I have a kinesis stream (20 shards) with about a 1 day data lag that is being consumed by a KCL based kinesis consumer. The consumer is deployed with 20 ECS instances, so each instance has a thread pulling data from each shard.

Based on documentation, it looks like a single getRecords call can fetch upto 10,000 records or a maximum payload size of 10 MB. However, when I monitor the consumer logs, not all shards seem to reach this limit. The records fetched with a single getRecords call is very inconsistent across the consumer instances. Some calls fetch around 100-400 records, while some calls fetch around 4000-5000 records. On rare occasions, some calls fetch 9999 records. As a result, the data lag is not getting reduced.

The consumer takes around 5 minutes to process 10,000 records so the read throughput is not being reached as well.

Is there an explanation for this or metrics that I could look into, to debug this issue further?

2
How frequent getRecords is being called (for a shard) in the situation you describe?Ofek Hod

2 Answers

1
votes

Depending on your record sizes, this might be because of the following Kinesis service limit:

Each shard can support up to a maximum total data read rate of 2 MB per second via GetRecords. If a call to GetRecords returns 10 MB, subsequent calls made within the next 5 seconds throw an exception.

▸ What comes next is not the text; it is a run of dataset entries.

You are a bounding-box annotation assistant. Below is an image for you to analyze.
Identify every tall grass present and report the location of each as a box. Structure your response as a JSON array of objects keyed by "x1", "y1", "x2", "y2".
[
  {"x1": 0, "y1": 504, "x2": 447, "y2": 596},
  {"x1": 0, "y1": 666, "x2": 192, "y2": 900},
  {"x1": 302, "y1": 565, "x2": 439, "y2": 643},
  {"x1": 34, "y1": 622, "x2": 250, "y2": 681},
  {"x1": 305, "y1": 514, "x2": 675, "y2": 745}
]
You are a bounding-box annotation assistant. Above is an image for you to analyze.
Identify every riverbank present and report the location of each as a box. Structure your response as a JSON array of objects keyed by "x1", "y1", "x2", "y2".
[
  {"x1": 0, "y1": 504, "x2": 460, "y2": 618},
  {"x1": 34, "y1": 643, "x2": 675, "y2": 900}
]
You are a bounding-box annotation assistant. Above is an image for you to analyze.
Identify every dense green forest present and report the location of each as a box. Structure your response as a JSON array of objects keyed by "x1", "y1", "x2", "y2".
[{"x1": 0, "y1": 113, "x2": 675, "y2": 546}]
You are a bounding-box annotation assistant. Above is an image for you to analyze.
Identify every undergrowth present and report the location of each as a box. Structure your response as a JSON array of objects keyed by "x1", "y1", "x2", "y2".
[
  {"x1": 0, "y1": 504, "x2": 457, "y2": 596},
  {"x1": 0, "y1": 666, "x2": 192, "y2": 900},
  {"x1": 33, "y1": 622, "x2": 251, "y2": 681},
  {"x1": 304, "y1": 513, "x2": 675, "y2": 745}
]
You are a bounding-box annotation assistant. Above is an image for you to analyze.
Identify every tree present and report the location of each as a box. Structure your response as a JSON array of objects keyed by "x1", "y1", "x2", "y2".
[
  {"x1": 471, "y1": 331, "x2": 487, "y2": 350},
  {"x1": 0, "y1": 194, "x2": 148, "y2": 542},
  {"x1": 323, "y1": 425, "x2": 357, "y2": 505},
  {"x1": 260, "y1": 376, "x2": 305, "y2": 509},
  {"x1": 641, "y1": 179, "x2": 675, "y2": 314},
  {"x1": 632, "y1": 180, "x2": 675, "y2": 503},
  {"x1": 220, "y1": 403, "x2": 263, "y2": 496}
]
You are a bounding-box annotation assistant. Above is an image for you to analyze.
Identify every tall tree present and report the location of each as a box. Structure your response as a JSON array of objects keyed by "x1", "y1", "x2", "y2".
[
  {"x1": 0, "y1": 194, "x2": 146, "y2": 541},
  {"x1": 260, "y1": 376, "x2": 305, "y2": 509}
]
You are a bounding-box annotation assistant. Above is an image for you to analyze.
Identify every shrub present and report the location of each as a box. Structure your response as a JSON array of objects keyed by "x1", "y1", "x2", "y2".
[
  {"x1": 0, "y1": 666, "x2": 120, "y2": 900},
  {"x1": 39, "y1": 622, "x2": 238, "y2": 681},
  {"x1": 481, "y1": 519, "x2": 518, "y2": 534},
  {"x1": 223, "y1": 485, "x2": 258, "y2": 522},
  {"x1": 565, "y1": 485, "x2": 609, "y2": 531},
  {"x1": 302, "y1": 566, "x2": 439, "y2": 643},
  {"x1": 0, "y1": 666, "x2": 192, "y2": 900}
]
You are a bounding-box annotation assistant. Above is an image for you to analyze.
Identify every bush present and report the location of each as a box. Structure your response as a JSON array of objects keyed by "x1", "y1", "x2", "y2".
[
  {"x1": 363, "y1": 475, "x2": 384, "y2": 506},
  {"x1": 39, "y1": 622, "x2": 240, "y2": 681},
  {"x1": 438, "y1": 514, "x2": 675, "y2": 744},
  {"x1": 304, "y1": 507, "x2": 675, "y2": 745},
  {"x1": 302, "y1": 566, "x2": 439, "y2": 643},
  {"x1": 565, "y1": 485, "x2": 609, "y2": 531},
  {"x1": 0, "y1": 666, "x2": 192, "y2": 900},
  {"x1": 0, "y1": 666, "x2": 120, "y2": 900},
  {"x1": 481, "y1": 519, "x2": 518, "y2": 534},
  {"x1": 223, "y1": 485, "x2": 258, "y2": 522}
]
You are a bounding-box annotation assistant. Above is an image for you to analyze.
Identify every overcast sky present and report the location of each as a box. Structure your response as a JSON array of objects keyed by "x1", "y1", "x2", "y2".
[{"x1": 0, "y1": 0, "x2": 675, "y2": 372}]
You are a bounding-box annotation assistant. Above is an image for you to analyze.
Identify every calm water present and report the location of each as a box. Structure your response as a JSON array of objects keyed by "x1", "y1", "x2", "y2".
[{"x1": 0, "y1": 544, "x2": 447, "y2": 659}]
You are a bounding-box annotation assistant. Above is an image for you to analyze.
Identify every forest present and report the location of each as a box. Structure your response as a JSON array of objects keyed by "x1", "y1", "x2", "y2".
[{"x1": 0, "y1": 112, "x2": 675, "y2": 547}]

You might want to consider adding more shards if this is indeed the limit you are running into.

0
votes

I am not familiar with your specific application, so it might not be relevant, but perhaps KDS enhanced fanout can help:

https://docs.aws.amazon.com/streams/latest/dev/enhanced-consumers.html

You might also want to consider increasing the retention period.

Do note that extra charges apply to both suggestions.